BLOOMBERG DIVERTS FOOD, GENERATORS FROM DEVASTATED STATEN ISLAND TO NYC MARATHON
by MICHAEL PATRICK LEAHY
1 Nov 2012
Fresh off his “climate disruption”-driven endorsement of President Obama, New York City Mayor Michael Bloomberg has chosen to divert critical food supplies and power generators from desperate residents of Staten Island to Sunday’s New York City Marathon. Gothamist reports:
[T]hose urging the city to halt the run believe that the thousands of Marathon volunteers could direct their efforts towards post-Sandy relief and cleanup, “and they also argue that the event will divert thousands of police from important hurricane-related duties.” But despite petitions circulating, work started up again yesterday on the Marathon route.
A tipster, who wishes to remain anonymous, told us there were lots of workers in and out of the park today, who had “started before the storm and then came back starting yesterday.” Trailers are lined up from around 71st to 66th Streets on Central Park West, a food truck was set up today, and “generators have been sitting there at least a week.” The tents that were taken down prior to the storm have also been set back up, and there is a stage set up near 73rd Street.
Considering all the volunteer help and NYPD attention that’s already being diverted to the Marathon, the added sight of generators and food being channeled to the event is probably going to strike some New Yorkers as a little misplaced—we’re thinking of the ones who are currently lined up waiting for the National Guard to ration out MREs and bottles of water.
Staten Island residents are frantically calling for help, ABC News reported on Thursday:
The residents of Staten Island are pleading for help from elected officials, begging for gasoline, food and clothing three days after Sandy slammed the New York City borough.
“We’re going to die!
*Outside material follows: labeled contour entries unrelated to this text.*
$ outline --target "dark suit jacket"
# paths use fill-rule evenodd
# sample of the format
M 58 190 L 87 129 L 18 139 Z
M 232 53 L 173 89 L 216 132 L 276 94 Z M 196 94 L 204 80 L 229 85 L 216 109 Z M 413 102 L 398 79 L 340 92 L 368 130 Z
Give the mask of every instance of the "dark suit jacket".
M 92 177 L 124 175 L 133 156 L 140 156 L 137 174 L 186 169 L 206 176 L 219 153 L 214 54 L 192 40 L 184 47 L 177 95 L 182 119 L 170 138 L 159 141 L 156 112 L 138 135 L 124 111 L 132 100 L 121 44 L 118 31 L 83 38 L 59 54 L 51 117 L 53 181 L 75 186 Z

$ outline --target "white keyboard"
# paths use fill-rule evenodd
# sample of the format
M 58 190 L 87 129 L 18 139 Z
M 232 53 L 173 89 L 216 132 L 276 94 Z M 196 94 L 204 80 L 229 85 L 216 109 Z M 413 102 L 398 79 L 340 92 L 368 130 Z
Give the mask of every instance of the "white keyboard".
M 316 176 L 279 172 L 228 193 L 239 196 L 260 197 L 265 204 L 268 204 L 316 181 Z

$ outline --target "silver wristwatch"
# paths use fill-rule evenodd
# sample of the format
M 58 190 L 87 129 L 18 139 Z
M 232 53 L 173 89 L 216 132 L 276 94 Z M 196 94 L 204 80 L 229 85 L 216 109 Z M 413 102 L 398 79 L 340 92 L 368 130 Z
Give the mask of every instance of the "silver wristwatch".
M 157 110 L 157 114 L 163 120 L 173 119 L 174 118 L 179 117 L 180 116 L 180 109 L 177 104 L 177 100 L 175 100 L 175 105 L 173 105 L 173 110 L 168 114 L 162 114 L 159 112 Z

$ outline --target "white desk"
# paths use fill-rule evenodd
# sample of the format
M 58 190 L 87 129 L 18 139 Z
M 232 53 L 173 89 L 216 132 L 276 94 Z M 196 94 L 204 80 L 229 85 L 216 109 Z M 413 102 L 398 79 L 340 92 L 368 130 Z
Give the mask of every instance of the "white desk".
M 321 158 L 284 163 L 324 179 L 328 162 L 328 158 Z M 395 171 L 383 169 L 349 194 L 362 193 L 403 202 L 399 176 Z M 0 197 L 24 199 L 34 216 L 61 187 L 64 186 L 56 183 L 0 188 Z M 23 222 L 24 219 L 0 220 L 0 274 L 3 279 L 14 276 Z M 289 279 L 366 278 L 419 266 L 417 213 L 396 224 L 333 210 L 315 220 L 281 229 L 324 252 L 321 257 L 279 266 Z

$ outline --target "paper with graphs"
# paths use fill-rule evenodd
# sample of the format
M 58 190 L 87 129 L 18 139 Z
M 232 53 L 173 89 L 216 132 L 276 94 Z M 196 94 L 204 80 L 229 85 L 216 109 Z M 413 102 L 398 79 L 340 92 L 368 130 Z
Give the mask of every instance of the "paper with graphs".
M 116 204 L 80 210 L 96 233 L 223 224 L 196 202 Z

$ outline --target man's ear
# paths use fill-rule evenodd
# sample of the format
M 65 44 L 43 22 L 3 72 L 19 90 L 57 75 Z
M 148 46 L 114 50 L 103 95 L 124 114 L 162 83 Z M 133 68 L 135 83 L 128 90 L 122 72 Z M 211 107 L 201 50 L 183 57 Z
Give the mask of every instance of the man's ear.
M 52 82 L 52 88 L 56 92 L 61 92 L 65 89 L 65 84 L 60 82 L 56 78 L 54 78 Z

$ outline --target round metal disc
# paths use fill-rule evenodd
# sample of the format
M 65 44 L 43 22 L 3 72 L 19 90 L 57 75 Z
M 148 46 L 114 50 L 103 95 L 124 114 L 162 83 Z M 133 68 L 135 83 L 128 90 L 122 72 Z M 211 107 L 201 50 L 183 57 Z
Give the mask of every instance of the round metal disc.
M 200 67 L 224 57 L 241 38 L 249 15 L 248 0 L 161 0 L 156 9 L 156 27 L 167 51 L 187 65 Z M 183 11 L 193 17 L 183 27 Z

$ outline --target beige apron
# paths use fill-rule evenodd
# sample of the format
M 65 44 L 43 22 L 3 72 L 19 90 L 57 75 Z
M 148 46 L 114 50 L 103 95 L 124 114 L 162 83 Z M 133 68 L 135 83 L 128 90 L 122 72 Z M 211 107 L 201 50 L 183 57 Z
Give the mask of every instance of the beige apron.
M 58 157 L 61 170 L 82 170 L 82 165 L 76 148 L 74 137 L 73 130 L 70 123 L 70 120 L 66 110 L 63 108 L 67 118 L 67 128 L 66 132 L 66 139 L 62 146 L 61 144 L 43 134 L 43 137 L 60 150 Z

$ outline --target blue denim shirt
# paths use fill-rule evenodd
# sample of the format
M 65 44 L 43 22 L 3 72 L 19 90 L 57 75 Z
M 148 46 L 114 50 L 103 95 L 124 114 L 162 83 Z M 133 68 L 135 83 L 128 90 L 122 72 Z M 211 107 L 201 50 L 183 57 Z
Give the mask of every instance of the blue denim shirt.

We’re going to freeze! We got 90-year-old people!” Donna Solli told visiting officials. “You don’t understand. You gotta get your trucks down here on the corner now. It’s been three days!”
Staten Island was one of the hardest-hit communities in New York City. More than 80,000 residents are still without power. Many are homeless, and at least 19 people died on Staten Island because of the storm.